2. Detection device (1) according to claim 1, characterized in that the transformation algorithm is trained based on provided ideal images and associated blurred images.
3. Detection device (1) according to claim 1 or 2, characterized in that the transformation algorithm comprises a neural network.
4. Detection device (1) according to one of the preceding claims, characterized in that the transformation algorithm is configured to reduce at least one aberration, in particular chroma and / or astigmatism.
5. Detection device (1) according to one of the preceding claims, characterized in that the optical device (2) is designed such that an image is projected onto the detector plane (3) for radiation (5, 6) of a first wavelength, in particular the longer wavelength, and radiation (6) of a second wavelength is adapted to a spot size of the spot (7, 8) of the radiation (5, 6) with the first wavelength.

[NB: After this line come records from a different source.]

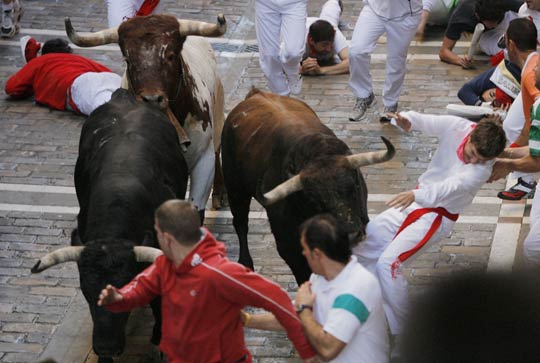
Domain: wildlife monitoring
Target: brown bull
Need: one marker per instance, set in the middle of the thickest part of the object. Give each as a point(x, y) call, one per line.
point(278, 145)
point(170, 65)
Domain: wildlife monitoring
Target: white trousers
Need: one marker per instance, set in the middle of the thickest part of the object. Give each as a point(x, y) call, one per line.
point(281, 34)
point(119, 10)
point(92, 89)
point(399, 33)
point(380, 250)
point(512, 125)
point(331, 11)
point(489, 39)
point(531, 245)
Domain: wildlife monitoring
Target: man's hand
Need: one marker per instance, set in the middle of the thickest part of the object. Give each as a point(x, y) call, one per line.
point(310, 67)
point(305, 296)
point(402, 200)
point(401, 121)
point(109, 295)
point(500, 170)
point(465, 62)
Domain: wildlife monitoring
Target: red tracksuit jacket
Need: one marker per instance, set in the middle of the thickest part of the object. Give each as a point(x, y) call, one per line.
point(49, 77)
point(201, 303)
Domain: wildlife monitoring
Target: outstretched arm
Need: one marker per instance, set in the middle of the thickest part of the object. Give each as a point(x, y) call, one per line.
point(447, 55)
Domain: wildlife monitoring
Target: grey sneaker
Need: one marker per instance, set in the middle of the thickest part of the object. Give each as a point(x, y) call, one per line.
point(384, 114)
point(295, 85)
point(361, 107)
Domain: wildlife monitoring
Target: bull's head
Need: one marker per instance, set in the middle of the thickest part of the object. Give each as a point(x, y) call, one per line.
point(152, 47)
point(334, 185)
point(101, 264)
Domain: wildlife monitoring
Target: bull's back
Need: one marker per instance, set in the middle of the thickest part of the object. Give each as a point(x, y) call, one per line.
point(129, 163)
point(266, 122)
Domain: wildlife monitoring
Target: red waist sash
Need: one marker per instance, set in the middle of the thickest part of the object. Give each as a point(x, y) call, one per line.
point(413, 217)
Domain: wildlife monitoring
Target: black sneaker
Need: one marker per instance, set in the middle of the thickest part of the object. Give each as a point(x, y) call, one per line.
point(518, 191)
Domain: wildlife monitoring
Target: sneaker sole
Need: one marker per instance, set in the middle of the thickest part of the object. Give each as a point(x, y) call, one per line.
point(503, 196)
point(364, 116)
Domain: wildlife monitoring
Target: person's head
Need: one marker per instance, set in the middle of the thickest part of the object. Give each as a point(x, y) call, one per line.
point(321, 36)
point(489, 12)
point(486, 141)
point(533, 4)
point(177, 221)
point(537, 73)
point(56, 45)
point(475, 318)
point(322, 236)
point(520, 38)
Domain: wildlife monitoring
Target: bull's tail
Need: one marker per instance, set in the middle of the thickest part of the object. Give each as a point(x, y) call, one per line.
point(253, 91)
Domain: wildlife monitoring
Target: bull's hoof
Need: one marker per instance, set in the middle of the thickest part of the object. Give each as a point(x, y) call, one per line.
point(220, 200)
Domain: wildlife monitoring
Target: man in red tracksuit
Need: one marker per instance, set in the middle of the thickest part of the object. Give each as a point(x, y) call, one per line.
point(62, 80)
point(202, 293)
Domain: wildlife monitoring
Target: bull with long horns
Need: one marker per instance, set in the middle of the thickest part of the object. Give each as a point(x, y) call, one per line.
point(277, 150)
point(171, 65)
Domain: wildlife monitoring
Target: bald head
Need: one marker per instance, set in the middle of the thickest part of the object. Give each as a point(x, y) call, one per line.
point(180, 219)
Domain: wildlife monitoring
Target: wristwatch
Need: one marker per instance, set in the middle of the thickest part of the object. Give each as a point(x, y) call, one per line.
point(303, 307)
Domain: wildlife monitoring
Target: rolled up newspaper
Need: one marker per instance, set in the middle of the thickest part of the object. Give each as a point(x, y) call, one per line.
point(478, 30)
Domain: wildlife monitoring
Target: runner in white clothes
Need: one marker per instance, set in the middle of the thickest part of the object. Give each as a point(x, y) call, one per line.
point(281, 34)
point(399, 20)
point(460, 166)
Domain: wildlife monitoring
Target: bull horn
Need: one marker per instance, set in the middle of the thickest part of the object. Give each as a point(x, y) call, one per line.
point(102, 37)
point(61, 255)
point(374, 157)
point(193, 27)
point(146, 254)
point(284, 189)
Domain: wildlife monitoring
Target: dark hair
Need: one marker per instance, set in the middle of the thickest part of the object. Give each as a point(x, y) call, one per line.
point(488, 137)
point(490, 10)
point(321, 31)
point(56, 45)
point(476, 318)
point(324, 232)
point(523, 33)
point(180, 219)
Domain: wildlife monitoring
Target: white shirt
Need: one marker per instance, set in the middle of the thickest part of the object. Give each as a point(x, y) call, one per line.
point(525, 12)
point(349, 307)
point(448, 182)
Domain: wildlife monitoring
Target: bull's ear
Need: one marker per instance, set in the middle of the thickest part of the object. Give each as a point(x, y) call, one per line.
point(149, 240)
point(75, 238)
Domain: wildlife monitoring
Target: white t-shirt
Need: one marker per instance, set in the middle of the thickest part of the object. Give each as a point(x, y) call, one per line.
point(525, 12)
point(349, 307)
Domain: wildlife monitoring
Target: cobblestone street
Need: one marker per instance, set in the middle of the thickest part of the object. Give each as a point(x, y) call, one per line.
point(45, 315)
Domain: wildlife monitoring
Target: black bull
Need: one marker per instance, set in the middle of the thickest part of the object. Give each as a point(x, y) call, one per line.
point(129, 162)
point(278, 144)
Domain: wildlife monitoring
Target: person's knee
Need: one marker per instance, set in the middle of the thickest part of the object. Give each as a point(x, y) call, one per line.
point(531, 250)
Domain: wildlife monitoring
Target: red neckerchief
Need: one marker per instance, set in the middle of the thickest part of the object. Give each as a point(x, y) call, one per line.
point(147, 7)
point(461, 148)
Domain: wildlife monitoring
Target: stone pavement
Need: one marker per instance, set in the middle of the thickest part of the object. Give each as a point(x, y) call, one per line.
point(45, 315)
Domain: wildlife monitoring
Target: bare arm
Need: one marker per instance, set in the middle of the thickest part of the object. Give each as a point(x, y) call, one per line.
point(326, 345)
point(265, 321)
point(447, 55)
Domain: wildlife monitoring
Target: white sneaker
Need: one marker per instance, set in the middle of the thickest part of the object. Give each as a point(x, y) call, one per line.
point(10, 20)
point(295, 85)
point(24, 40)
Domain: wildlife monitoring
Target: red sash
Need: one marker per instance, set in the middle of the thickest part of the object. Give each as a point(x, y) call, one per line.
point(413, 217)
point(147, 7)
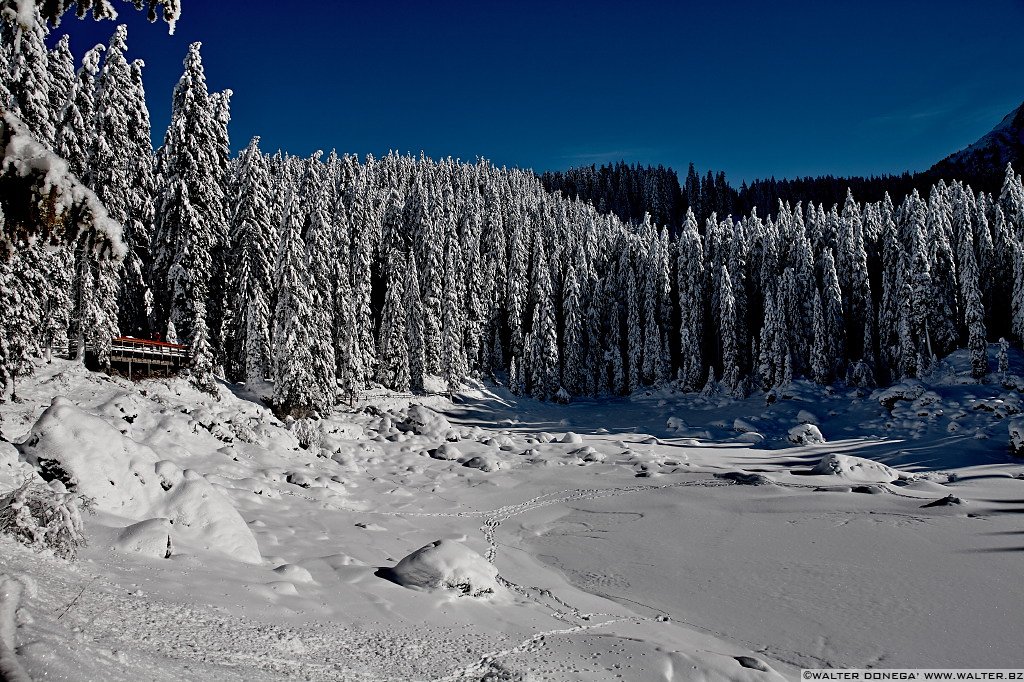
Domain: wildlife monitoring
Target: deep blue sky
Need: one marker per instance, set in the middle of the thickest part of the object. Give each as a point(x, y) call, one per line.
point(752, 88)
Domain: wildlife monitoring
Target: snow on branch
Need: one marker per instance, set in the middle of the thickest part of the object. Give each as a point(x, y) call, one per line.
point(52, 10)
point(42, 196)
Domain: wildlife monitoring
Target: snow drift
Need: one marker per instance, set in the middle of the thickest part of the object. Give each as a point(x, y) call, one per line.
point(855, 469)
point(445, 564)
point(89, 457)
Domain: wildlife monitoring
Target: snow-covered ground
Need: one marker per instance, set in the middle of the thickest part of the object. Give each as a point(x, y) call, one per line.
point(664, 537)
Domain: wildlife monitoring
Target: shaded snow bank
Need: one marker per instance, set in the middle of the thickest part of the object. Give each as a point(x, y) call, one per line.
point(855, 469)
point(89, 457)
point(445, 564)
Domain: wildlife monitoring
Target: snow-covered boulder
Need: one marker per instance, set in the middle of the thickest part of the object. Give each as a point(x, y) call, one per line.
point(445, 564)
point(743, 426)
point(908, 390)
point(675, 424)
point(445, 452)
point(1017, 437)
point(89, 457)
point(151, 538)
point(806, 417)
point(426, 422)
point(806, 434)
point(855, 469)
point(486, 462)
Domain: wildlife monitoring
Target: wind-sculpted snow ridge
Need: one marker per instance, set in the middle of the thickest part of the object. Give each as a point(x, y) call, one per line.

6. Detection device (1) according to one of the preceding claims, characterized in that the first wavelength comprises long-wave infrared radiation, in particular 8pm - 15pm, and / or the second wavelength comprises medium-wave infrared radiation, in particular 3pm - 5pm.
7. Detection device (1) according to one of the preceding claims, characterized in that the control device (9) is configured to perform a color transformation of the at least two different wavelengths.
8. Detection device (1) according to one of the preceding claims, characterized in that the optical device (2) is configured to illuminate a group of four detection areas (10, 11), in particular two detection areas (10, 11) of the first group and the second group, with the spots (7, 8).
9. Detection device (1) according to one of the preceding claims, characterized in that the control device (9) is designed to evaluate the detection areas (10, 11) in a sliding evaluation window (12), wherein the evaluation window (12) comprises a group of four detection areas (10, 11), in particular two detection areas (10, 11) each of the first group and the second group.
10. Missile, in particular guided missile, comprising a detection device (1) according to one of the preceding claims.
11. Method for operating a detection device (1) for a missile, in particular a guided missile, comprising an optical device (2) configured to image radiation (5, 6) onto a detector plane (3) of a detector device (4) of the detection device (1), wherein the detector device (4) has at least two groups of detection areas (10, 11) having which are sensitive to different wavelengths and / or wavelength ranges of the radiation (5, 6), characterized in that by means of the optical device (2) radiation (5, 6) with at least two different wavelengths with the same spot size range, in particular with the same spot sizes, in the The detector plane (3) is imaged, wherein at least one spot (7, 8) is imaged blurred in the detector plane (3), wherein by means of a control device (9) using a transformation algorithm, in particular based on artificial intelligence, the at least one spot (7, 8) imaged blurred in the detector plane (3) and having a first image sharpness is transformed into at least one second image sharpness having a greater image sharpness than the first image sharpness.